This page is a tribute to dad's cousin Hilda Mary Vardy (nee Rodda) who celebrated her 100th Birthday on 08-Oct-2018. It will be updated from time to time to correct errors and/or omissions and to make additions as they come to hand from family members and friends as well as from further research.

The following background is as told by Henry Rodda (generation #4) and his uncle Herb Rodda (generation #3) and is from notes taken at the time by my mother Betty Rodda nee Barnes.

Richard Rodda #1 came from a family of Cornish tin miners. He left Cornwall (England) and went to America in the Gold Rush days. His family did not hear any more from him until he sent for his wife and family to come to Australia. He met them in Sydney and they travelled to Adelong by coach and bullock-dray. He had 40 acres of land and a stone house on the Tumut Road a couple of miles out of Adelong. 

After some years of mining around Adelong, Richard Rodda #2 married Mary Anne Heather.
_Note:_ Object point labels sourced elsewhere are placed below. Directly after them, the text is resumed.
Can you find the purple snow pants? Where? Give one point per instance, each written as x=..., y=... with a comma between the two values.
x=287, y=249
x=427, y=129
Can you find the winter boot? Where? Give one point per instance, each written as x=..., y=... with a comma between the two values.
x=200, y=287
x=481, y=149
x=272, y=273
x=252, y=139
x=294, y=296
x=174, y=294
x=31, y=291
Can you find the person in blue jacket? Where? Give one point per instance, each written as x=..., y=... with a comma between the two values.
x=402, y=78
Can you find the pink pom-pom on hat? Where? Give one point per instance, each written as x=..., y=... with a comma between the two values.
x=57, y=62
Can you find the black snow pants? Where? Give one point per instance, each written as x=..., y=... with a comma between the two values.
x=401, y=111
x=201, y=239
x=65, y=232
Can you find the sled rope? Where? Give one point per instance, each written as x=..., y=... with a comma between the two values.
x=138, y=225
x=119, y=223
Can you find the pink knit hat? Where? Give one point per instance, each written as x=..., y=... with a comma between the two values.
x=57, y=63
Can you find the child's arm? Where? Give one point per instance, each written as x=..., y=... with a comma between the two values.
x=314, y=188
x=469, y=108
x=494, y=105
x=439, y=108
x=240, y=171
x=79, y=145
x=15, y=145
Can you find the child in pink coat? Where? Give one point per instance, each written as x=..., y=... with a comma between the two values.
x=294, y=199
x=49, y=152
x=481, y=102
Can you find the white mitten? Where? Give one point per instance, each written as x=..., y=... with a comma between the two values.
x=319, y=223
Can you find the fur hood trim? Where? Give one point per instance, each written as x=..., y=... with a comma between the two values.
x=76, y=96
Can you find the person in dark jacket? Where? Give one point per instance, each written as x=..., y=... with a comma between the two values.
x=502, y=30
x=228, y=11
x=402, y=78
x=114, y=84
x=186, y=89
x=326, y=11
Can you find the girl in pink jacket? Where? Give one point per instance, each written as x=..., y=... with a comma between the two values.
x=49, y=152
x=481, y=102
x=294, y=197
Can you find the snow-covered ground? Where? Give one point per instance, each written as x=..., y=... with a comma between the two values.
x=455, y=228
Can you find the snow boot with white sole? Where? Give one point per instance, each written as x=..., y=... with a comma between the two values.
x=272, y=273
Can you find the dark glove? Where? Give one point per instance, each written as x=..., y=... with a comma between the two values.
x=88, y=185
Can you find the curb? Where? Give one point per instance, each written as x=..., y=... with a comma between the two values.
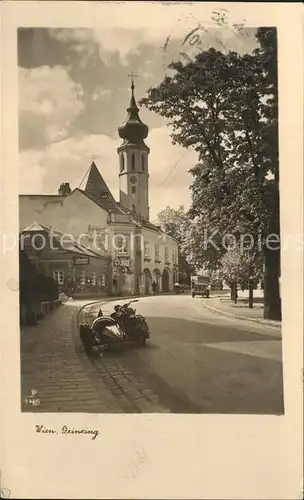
x=273, y=324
They left Adelong by spring-dray takimg the family with them except for Jane who was left behind as company for her grandmother as her granfather had died. 

My grandfather Edward Charles (Ted) Rodda was only a few months old when the Rodda family first arrived in Peak Hill in 1889 to find that the gold mining had just about finisehd. After a while they followed the gold mining and moved to McPhail (near the site of the current huge Tomingley mining operation on the Newell Highway just north of Peak Hill). 

As Richard Rodda #2's boys grew up they also went to work in the mines. My grandfather's older brother Thomas Henry Rodda was killed at the McPhail mine in 1904. A short time after, due to a Court verdict finding it as an Accidental Death and the family claimiing it was carelessness on the Company's part, Richard Rodda #2 lost his job at the mine as he had tried to get compensation for Tom's wife who was qabout tpo give birth (when the child was born he too was called Thomas). They packed up a spring-cart and a buggy to set off back to Adelong (Herbert Rundle Rodda was about  7 years old so this would have been around 1904). Herb drove the buggy and Ted drove the cart. 

They made the trip OK but things were bad for a few years and they had a lean time. When the management of the mines changed they returned to Peak Hill to work in the mines again (as the mining at McPhail had finished). 

Richard Rodda #2 retired from mining and moved to Parkes where he and his wife subsequently died (both are buried in the Peak Hill Cemtery).